A mysqld binary that has been compiled with debugging support can create trace files using the DBUG package created by Fred Fish. To find out if your mysqld binary has debugging support, run mysqld -V on the command line. If the version number ends in -debug then your mysqld binary was compiled with debugging support.

See Compiling MariaDB for debugging for instructions on how to create your own mysqld binary with debugging enabled.

To create the trace log, start mysqld like so:

mysqld --debug

Without options for --debug, the trace file will be named /tmp/mysqld.trace in MySQL and older versions of MariaDB before 10.5 and /tmp/mariadbd.trace starting from MariaDB 10.5.

On Windows, the debug mysqld is called mysqld-debug and you should also use the --standalone option. So the command on Windows will look like:

mysqld-debug --debug --standalone

Once the server is started, use the regular mysql command-line client (or another client) to connect and work with the server.

After you are finished debugging, stop the server with:

mysqladmin shutdown

DBUG Options

Trace files can grow to a significant size. You can reduce their size by telling the server to only log certain items.

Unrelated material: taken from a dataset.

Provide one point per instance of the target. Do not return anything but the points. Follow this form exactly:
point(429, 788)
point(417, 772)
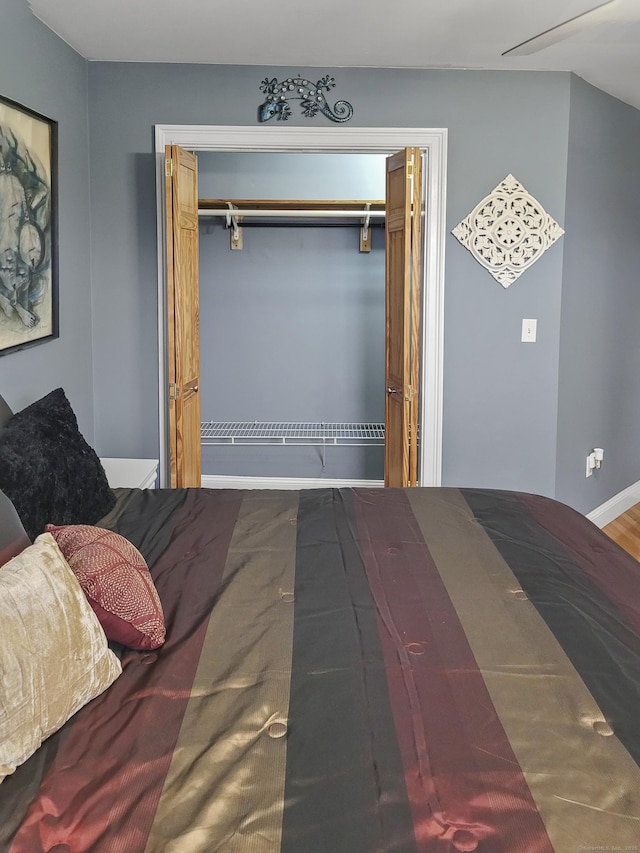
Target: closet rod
point(316, 214)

The --debug flag can take extra options in the form of a colon (:) delimited string of options. Individual options can have comma-separated sub-options.

For example:

mysqld --debug=d,info,error,query:o,/tmp/mariadbd.trace

The 'd' option limits the output to the named DBUG_<N> macros. In the above example, the /tmp/mariadbd.trace tracefile will contain output from the info, error, and query DBUG macros. A 'd' by itself (with no sub-options) will select all DBUG_<N> macros.

The 'o' option redirects the output to a file (/tmp/mariadbd.trace in the example above) and overwrites the file if it exists.